Wednesday, February 26, 2014

Do you have a SKUNK in your PLC? You should.

Over the last ten years, I am not sure if there has been a more well-intended, but poorly implemented educational practice than Professional Learning Communities (PLCs).  PLCs are wonderful and they are not unique to education.  Collaboration, team building, debate, and discussion are all part of healthy parts of any successful organizations. They provide a platform for innovation and continuous improvement.  Entire industries have been built on the simple concept of putting a group of well meaning adults in a room and expecting them to somehow collectively improve not only their individual performance but those of the entire group.  

So what is the problem?  One of the biggest mistakes we make is isolating ourselves from people who disagree with us. We often don’t invite the “skunk” into the room.  Too many times, especially in education we are too cordial.  We view “debate and discussion” and an argument or even worse personal disrespect. Without healthy debate, however, your PLC will never be as effective as it could be. When discussing ideas, innovation, or even student work if there is not a “skunk” in the group that will be the voice of dissent or at the very least offer a different perspective your PLC will never move past compliance level.

Next time you are working with a team or group look around and listen.  Is there a person on the team willing to stick their neck out and challenge the status quo? Excitement and learning occur when we decide to create the future we need, not simply defend what we already have.  Unless your team is willing to stay ahead of the curve, you will fall behind.  Allow the skunk in the room….they are not always right, but they are not always wrong either.

Thursday, February 20, 2014

How I realized Twitter could be Authentic Learning...

Each week, teachers in my school district, Northwest ISD, gather together via Twitter to share and learn together about a variety of topics.  #NISDCHAT is held every Sunday evening (8:30) with teacher(s) volunteers to facilitate the discussion.  About a year ago, I decided to read along to see what it was all about.  I now know this practice is called "lurking", but back then I just wanted to see what all the chatter was about and if it was really "authentic" learning.  What I found was more than I could have imagined....a small, but dedicated group of educators taking time to discuss and share about what mattered most to them in education.  It was enlightening read about their daily struggles and wonderful celebrations. In time, I have seen this group and others in our District (Don't miss #NISDNOV8 on Tuesdays) grow and become even more diverse as the discussions broadened to all sorts of educational issues.  I mean, where else do you find primary grade teachers sharing with high school teachers about the best ways to give feedback to students?

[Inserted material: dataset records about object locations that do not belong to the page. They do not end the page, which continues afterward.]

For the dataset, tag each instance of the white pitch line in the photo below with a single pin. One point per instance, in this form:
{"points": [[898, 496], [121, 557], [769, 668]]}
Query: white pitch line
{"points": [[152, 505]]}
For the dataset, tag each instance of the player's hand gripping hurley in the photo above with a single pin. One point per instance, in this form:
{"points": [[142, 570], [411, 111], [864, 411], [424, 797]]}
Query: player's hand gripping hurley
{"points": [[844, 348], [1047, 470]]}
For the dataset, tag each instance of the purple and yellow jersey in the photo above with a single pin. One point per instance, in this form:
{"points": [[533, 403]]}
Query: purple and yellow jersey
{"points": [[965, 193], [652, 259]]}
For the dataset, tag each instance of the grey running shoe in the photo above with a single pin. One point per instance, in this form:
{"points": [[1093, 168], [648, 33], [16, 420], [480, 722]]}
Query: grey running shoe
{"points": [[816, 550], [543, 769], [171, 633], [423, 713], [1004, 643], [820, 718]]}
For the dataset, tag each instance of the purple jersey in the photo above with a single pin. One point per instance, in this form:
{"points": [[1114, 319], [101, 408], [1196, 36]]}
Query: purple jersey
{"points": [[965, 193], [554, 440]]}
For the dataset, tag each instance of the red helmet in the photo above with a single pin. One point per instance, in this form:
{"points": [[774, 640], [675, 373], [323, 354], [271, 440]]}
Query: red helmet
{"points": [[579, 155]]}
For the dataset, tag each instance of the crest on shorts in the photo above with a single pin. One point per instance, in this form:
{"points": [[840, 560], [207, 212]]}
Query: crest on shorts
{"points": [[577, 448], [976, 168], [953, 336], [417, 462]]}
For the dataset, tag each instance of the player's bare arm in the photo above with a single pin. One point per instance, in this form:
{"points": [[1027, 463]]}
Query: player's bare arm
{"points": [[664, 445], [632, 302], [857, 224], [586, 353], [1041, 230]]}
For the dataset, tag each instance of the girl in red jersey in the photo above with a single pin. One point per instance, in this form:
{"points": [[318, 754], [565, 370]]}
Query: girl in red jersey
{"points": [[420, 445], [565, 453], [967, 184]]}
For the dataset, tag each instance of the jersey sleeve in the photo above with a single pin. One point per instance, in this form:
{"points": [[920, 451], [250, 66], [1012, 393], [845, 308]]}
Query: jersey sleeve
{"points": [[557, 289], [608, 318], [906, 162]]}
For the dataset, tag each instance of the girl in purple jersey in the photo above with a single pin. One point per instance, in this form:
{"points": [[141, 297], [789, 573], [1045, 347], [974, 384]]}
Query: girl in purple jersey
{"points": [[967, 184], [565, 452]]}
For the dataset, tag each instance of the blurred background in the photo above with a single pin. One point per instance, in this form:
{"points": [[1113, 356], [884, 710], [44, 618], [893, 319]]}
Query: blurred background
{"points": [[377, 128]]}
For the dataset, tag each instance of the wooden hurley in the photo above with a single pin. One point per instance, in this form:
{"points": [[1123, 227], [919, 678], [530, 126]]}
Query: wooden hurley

This past week, the #NISDCHAT's topic asked teachers from around the District to post pictures of "authentic" learning. What a learning experience it was!!! Teachers from kindergarten through 12th grade shared their beliefs about what authentic learning means to them and their students with real examples. It was powerful professional development!

In this blog (my first), I hope to continue exploring what it means to give our students authentic learning experiences. The better we can define what that means, the more likely we are to provide them for our students. Can they apply their learning? Does it carry over to other disciplines?

Please share your viewpoints and ideas.  What do you consider authentic learning?